R - Monsieur, pour être franc avec vous, pour être clair, je voudrais d'abord vous dire que l'Irak est un grand pays. Un pays qui a toujours été, depuis longtemps en tous cas, l'ami de la France et qu'on ne peut pas s'intéresser à la politique mondiale et à la politique au Moyen-Orient sans s'intéresser à l'Irak et sans essayer, avec les Irakiens, de trouver des solutions.

Je vous le répète, nous n'avons pas été en complet accord avec la politique menée depuis 2003 dans ce pays. La France avait exprimé son opinion. Cette page est derrière nous. Je ne dis pas qu'il n'y a pas de souvenir, qu'il n'y a pas des positions qui furent antagonistes. Maintenant, tournons-nous vers l'avenir. Ecouter les Irakiens, leur affirmer que la solution à leurs problèmes doit être irakienne, écouter toutes les communautés, préserver la souveraineté, préserver l'intégrité et la démocratie en Irak, pour la France, c'est essentiel.

Si trois communautés, et les autres, mais les trois principales, les sunnites, les chiites et kurdes sont capables de s'entendre ici, c'est très important pour le Moyen-Orient, pour la région, pour le reste du monde. Nous sommes prêts, ayant accompli un certain nombre de réflexions, après vous avoir entendus, à participer à ce mouvement. La France est prête. Et cette solution passera, nous l'espérons, par une participation plus grande de l'Organisation des Nations unies.

Q - (...)

R - Rien n'est plus important que cette question. Je vous le dis, dans cette partie du monde, on n'a pas le goût suffisant pour la démocratie. On n'a pas le goût suffisant pour la cohabitation des religions. On n'a pas le goût suffisant pour la cohabitation des communautés. C'est l'exemple que doit donner l'Irak. La violence à laquelle vous ne pouvez pas vous habituer, nous ne nous y habituons pas. Vu de loin, cette violence est horrible. Des innocents meurent tous les jours. Des attentats aveugles frappent les populations, quelles quelles soient, toutes les communautés maintenant. C'est inacceptable. Et ce n'est pas accepté par vous-même.
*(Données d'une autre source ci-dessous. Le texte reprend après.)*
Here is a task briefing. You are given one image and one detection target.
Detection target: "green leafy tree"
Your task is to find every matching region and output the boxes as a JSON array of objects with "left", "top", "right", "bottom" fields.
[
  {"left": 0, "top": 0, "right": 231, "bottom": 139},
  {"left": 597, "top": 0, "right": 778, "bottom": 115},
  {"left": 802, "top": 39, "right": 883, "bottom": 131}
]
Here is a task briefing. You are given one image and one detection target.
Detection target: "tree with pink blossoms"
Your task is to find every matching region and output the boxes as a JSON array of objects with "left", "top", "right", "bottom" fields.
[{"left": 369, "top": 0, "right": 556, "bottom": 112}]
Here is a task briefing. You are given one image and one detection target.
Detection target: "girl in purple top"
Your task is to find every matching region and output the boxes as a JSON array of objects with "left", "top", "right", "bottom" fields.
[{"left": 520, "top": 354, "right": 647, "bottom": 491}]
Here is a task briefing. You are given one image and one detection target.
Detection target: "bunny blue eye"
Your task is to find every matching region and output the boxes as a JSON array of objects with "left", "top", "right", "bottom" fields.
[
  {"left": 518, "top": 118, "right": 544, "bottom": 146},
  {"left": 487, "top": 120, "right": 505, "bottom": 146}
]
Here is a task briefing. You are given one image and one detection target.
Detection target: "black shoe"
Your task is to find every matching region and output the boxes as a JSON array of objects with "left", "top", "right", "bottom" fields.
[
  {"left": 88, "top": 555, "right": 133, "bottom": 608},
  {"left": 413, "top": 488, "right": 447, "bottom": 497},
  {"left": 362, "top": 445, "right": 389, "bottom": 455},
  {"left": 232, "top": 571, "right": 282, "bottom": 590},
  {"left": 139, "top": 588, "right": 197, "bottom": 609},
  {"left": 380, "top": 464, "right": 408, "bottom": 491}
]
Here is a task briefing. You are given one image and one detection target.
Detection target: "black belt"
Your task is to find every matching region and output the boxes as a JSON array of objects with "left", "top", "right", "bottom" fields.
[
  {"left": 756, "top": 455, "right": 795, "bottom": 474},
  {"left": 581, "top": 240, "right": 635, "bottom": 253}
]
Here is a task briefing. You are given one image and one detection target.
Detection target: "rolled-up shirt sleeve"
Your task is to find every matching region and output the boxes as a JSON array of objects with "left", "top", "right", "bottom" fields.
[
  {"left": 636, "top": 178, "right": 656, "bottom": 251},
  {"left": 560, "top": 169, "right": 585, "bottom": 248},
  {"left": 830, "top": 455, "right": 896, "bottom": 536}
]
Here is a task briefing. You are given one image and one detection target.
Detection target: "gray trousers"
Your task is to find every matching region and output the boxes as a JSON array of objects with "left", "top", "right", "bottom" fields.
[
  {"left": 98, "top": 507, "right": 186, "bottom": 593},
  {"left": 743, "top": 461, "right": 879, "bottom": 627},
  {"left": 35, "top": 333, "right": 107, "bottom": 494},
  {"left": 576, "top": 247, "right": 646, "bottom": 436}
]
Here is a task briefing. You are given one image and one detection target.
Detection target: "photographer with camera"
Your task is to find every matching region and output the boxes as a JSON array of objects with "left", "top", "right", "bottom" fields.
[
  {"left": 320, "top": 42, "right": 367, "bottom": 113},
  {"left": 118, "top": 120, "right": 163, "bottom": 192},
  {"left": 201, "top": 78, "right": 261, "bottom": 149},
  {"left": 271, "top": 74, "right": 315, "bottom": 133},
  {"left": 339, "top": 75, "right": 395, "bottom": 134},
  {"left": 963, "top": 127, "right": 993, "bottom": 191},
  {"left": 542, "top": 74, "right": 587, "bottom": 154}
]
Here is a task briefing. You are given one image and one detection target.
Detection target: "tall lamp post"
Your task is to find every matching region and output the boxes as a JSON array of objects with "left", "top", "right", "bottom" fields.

On dirait qu'il y a comme une fatalité dans cette région qui fut la Mésopotamie, dans cette région où les coups d'Etat se sont succédé. L'intérêt, le grand espoir placé dans ce gouvernement, dans la présidence de mon - pas vieil ami - mais grand ami, M. Talabani, c'est que justement la démocratie puisse s'installer et le refus de cette violence. La France est prête mais il faut entendre les communautés, et qu'elles participent à cette lutte contre la violence. Comment ? Je n'ai pas de solution miracle. Je sais que certains caressent des idées de grande conférence. Nous examinerons tout cela.

En tous cas, notre volonté, c'est d'être à côté de ce grand pays indispensable à l'équilibre, indispensable à la naissance, à la consolidation de la démocratie dans cette région tellement importante.